In fact it seems to me that proving a url format in the context of qpid
or some other amqp implementation makes good sense before specifying
something into the amqp spec itself
---
I agree with the desire not to expand the scheme to amqps, amqpr etc. As
another suggestion I quite like using + to separate subordinate parts of
the scheme like this "amqp+ssl", "amqp+rdma" - this is used in a few
schemes although I'm not sure about whether "+" used like this has an
official meaning.

I do prefer that convention, it seems much clearer.

This could be "qpid+.." if we don't appropriate the
amqp scheme name.

---
As I mentioned there is a definition in the 0-10 spec of a syntax. I
don't really like this syntax, but it is "official" inasmuch as it is in
the spec. I could give a detailed critique of the spec, but this is not
the place really.

However this spec is not intended to be used to generally specify a
broker connection rather it is defined solely in the context of redirect
and failover.

I don't think a URL scheme is context dependent, even if it is defined with a particular use case in mind.

The whole point of the scheme identifier is that it be sufficient to determine how to parse and interpret the rest of the url in order to locate a particular service (or resource).

And it doesn't even seem to be complete (the tls_prot_addr
specification is absent).

The BNF is somewhat unsatisfactory certainly. You _could_ even argue that it does not allow any other transport than tcp as it stands.

Do any of the other AMQP implementations support this URL specification
for redirect/failover? If not what is the status of an
unused/unimplemented definition in an evolving spec?

The point is that the right/responsibility to define a scheme identified as 'amqp' lies with the AMQP group and they *have* specified such a scheme (though they haven't registered it). Until they revise that definition, I think that is the only one that has any official standing.

Though it has been superceded, I think http://tools.ietf.org/html/rfc1738 is still intuitively understood as a blueprint by many for extending a generic syntax to different protocols. That I think was the justification behind supporting the scheme you described, and that is the reason that I think we should not expand beyond that blueprint (and should ideally correct the separator between username and password is persisting with this).

Since it is in the 0-10 specification, an 0-10 implementation should ideally recognise the official amqp schema and certainly should not use another format with the same schema identifier in the places the specification refers to explicitly.

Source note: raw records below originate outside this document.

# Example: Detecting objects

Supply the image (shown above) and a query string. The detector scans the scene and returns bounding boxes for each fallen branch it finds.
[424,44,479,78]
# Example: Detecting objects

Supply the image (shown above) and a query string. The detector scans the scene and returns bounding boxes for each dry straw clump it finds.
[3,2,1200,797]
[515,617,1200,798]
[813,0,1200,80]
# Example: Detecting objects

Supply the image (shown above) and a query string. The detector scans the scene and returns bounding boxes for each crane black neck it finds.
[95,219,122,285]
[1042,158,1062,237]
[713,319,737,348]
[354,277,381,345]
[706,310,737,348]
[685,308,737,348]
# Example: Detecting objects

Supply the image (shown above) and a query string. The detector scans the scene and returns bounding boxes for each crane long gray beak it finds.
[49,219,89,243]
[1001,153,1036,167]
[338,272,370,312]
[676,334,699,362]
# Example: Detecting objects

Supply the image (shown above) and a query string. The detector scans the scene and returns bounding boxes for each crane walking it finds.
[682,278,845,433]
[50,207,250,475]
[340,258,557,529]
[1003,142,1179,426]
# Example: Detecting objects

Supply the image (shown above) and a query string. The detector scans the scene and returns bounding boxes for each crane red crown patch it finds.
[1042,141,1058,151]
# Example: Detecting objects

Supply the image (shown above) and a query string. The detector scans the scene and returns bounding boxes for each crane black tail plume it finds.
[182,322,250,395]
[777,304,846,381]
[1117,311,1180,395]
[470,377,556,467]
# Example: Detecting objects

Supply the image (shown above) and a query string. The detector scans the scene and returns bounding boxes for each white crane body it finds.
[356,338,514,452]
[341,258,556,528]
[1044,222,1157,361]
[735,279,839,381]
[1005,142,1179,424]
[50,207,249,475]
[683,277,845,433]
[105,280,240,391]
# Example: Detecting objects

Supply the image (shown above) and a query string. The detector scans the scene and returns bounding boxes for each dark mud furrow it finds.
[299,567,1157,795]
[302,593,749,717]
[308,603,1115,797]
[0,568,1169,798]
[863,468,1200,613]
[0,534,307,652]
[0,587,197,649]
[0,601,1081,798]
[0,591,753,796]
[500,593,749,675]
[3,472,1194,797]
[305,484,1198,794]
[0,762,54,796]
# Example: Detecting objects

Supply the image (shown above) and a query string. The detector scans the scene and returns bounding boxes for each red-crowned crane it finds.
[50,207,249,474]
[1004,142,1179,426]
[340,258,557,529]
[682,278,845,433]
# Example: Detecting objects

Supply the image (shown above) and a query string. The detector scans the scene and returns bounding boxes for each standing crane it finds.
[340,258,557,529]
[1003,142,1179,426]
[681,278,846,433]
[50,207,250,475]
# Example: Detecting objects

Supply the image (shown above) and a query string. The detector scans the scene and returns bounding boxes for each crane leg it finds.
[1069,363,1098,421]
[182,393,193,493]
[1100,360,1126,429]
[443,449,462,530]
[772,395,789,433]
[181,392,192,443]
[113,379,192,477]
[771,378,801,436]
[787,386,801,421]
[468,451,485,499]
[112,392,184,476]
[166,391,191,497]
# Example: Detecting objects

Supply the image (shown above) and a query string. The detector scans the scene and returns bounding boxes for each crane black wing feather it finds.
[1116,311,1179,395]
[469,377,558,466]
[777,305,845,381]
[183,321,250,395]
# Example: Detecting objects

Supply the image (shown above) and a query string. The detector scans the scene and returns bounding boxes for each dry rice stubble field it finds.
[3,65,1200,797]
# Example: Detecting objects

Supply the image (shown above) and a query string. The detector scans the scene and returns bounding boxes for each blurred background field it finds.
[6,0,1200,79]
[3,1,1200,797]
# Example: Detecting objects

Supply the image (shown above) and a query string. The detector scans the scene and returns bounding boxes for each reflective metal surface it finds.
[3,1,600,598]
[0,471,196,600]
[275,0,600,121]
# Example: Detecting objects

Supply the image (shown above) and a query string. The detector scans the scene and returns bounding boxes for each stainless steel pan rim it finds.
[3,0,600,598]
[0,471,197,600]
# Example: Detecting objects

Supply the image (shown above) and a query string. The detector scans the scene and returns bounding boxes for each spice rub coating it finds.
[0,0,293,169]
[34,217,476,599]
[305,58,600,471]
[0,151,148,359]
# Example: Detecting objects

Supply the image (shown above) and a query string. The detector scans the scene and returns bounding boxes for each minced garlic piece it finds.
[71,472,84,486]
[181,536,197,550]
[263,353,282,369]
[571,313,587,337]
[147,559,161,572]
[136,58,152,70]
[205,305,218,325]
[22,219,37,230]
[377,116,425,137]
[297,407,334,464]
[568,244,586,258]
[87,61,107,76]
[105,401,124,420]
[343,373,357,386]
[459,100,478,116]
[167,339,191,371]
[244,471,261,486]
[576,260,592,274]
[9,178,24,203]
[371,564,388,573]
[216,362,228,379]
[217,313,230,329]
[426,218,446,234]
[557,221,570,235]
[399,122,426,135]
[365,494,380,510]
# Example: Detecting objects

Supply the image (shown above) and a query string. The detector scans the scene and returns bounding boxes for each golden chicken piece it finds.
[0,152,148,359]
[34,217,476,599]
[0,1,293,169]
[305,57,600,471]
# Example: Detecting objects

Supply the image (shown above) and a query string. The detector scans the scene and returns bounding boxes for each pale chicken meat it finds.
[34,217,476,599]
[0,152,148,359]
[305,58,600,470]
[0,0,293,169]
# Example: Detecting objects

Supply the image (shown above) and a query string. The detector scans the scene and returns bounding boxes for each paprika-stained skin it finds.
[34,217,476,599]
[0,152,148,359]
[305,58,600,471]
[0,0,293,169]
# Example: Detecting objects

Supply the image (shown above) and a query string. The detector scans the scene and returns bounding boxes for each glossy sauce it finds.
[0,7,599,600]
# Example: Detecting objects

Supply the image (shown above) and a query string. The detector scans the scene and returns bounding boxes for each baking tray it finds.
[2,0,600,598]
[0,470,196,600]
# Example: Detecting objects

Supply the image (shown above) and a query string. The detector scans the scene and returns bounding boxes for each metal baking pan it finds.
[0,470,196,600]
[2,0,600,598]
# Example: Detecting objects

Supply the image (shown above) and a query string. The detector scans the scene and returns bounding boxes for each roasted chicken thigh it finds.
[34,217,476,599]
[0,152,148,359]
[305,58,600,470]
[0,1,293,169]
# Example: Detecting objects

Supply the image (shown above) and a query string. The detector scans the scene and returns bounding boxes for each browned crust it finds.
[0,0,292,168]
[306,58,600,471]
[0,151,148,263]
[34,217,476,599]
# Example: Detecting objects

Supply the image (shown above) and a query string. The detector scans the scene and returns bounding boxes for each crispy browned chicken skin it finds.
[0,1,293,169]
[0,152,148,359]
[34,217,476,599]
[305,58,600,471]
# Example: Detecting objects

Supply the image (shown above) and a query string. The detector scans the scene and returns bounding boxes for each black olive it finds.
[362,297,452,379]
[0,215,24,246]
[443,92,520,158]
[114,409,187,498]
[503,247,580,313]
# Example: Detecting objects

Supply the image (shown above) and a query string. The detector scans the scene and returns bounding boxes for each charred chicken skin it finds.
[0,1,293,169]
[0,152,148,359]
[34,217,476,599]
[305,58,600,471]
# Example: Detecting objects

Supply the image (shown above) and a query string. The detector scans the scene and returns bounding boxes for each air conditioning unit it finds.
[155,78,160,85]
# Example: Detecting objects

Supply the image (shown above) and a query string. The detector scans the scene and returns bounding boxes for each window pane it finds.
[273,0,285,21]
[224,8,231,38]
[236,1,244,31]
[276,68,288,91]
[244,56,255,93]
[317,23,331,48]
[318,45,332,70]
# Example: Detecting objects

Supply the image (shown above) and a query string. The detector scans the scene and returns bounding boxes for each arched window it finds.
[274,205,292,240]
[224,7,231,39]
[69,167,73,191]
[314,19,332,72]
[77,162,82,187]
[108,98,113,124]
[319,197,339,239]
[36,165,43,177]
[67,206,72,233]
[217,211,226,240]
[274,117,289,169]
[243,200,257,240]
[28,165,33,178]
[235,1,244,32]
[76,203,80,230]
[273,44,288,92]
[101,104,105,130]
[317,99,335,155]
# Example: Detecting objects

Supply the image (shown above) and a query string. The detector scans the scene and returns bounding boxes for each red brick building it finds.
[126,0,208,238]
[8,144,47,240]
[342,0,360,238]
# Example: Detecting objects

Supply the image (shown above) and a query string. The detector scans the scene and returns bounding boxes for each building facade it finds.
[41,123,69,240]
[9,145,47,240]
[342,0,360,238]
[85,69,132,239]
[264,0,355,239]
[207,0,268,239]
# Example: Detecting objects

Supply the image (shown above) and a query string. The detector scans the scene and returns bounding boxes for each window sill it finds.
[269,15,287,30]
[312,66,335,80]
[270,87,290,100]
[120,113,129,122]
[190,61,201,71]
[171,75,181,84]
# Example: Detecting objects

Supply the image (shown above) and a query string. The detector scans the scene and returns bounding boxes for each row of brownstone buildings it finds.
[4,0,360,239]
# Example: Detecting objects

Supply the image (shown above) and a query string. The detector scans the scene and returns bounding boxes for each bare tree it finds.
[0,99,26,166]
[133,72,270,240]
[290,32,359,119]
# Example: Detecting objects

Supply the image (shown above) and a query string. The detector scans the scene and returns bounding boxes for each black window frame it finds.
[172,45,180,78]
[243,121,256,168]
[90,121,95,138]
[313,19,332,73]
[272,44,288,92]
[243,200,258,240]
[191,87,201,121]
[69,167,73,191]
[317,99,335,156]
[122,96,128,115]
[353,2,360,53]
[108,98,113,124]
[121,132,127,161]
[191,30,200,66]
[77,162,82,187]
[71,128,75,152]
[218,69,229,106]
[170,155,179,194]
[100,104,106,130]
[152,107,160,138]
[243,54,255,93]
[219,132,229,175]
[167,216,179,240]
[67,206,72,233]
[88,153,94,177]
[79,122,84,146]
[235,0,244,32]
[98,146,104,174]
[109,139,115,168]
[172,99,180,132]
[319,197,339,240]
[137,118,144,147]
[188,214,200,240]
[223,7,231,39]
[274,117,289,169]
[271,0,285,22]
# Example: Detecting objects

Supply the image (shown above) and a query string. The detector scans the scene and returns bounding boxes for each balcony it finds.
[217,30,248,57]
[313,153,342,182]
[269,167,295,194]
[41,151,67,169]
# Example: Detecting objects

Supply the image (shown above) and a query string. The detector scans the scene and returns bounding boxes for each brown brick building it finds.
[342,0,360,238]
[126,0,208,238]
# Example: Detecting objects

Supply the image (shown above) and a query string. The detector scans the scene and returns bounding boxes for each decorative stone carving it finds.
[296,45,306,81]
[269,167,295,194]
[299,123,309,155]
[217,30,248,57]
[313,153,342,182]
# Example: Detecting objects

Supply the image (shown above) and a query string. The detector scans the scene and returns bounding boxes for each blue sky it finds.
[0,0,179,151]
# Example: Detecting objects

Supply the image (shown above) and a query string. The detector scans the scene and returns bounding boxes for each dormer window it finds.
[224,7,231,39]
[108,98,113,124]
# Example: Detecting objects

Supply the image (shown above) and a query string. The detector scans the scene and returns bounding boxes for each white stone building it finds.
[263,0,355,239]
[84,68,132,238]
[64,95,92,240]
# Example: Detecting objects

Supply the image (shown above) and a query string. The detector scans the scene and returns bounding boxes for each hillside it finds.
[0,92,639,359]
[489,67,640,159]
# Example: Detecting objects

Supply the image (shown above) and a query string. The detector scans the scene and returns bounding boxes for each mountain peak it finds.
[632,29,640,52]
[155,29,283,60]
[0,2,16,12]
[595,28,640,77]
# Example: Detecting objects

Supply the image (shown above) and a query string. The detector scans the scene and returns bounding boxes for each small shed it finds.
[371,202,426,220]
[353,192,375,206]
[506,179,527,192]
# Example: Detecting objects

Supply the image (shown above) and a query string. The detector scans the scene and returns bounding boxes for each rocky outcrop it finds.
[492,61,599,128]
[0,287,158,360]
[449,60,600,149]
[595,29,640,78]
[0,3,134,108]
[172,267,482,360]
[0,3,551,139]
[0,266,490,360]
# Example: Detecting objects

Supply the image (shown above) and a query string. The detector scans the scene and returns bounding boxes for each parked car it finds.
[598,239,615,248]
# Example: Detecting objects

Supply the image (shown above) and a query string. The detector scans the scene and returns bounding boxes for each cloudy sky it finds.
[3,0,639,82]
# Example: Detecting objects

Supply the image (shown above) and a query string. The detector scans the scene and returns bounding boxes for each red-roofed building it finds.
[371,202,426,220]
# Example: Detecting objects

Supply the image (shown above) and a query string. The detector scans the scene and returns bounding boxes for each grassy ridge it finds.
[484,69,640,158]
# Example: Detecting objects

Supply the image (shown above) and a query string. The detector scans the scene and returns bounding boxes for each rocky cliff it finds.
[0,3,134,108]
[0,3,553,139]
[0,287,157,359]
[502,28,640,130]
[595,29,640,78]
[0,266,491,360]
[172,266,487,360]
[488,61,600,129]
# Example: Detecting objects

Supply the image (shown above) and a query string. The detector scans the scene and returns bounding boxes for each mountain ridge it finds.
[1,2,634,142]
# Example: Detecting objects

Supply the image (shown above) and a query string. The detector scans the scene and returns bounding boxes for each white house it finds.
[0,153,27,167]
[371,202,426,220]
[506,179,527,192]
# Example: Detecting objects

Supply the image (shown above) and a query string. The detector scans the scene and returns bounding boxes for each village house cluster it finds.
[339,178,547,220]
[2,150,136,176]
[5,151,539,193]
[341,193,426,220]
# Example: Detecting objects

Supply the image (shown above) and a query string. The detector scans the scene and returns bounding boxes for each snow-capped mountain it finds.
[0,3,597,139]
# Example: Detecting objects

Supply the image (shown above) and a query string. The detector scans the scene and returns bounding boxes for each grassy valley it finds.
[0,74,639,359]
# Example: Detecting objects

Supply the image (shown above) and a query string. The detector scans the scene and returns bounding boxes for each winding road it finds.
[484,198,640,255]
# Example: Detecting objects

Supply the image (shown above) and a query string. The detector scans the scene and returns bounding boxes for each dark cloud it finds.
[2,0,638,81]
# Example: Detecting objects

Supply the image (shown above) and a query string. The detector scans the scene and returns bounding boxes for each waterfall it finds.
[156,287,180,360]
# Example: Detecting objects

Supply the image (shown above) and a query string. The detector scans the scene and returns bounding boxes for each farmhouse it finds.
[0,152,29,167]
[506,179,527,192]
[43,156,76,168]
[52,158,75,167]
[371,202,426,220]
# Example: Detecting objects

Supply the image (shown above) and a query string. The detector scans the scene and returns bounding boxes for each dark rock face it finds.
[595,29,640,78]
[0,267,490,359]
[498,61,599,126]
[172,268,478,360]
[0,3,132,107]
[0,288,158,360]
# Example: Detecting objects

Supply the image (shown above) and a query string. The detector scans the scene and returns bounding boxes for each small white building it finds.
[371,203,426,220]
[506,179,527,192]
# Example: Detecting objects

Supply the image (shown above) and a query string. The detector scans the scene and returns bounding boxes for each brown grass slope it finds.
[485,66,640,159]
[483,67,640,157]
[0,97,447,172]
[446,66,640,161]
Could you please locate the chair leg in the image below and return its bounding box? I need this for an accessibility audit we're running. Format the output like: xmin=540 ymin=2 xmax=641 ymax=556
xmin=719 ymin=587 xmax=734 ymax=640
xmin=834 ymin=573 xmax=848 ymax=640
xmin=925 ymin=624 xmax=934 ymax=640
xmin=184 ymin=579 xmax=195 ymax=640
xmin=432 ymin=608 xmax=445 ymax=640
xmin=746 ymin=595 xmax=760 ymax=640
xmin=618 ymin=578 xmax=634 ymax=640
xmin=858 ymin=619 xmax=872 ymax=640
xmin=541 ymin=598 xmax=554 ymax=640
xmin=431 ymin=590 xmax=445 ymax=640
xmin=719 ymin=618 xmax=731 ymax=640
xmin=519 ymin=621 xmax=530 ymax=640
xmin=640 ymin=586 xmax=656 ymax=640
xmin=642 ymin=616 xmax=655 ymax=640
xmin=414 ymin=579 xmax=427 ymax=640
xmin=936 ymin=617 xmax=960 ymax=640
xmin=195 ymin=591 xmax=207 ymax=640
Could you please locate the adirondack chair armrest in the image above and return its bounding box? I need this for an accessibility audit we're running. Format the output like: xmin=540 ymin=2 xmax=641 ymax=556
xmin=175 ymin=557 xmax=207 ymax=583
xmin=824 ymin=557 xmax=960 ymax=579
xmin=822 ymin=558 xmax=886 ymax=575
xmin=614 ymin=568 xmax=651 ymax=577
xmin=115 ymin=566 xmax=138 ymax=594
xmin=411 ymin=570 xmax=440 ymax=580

As far as I can see there is no equivalent definition in the AMQP 1.0
spec - did I miss it? If I did what is the scope of use of this URI
definition? If it is absent how does 1.0 deal with redirect/failover?

The url in 0-10 was included as a way for a broker to inform clients of alternate 'locations' for the service it offered (through the known-host field of connection.open-ok or through the failover exchange).

That aspect is not addressed by the 1.0 specification. (I suppose in theory there may in the future be a connection property registered that provides similar information, or a node that broadcasts messages similar to the failover exchange.)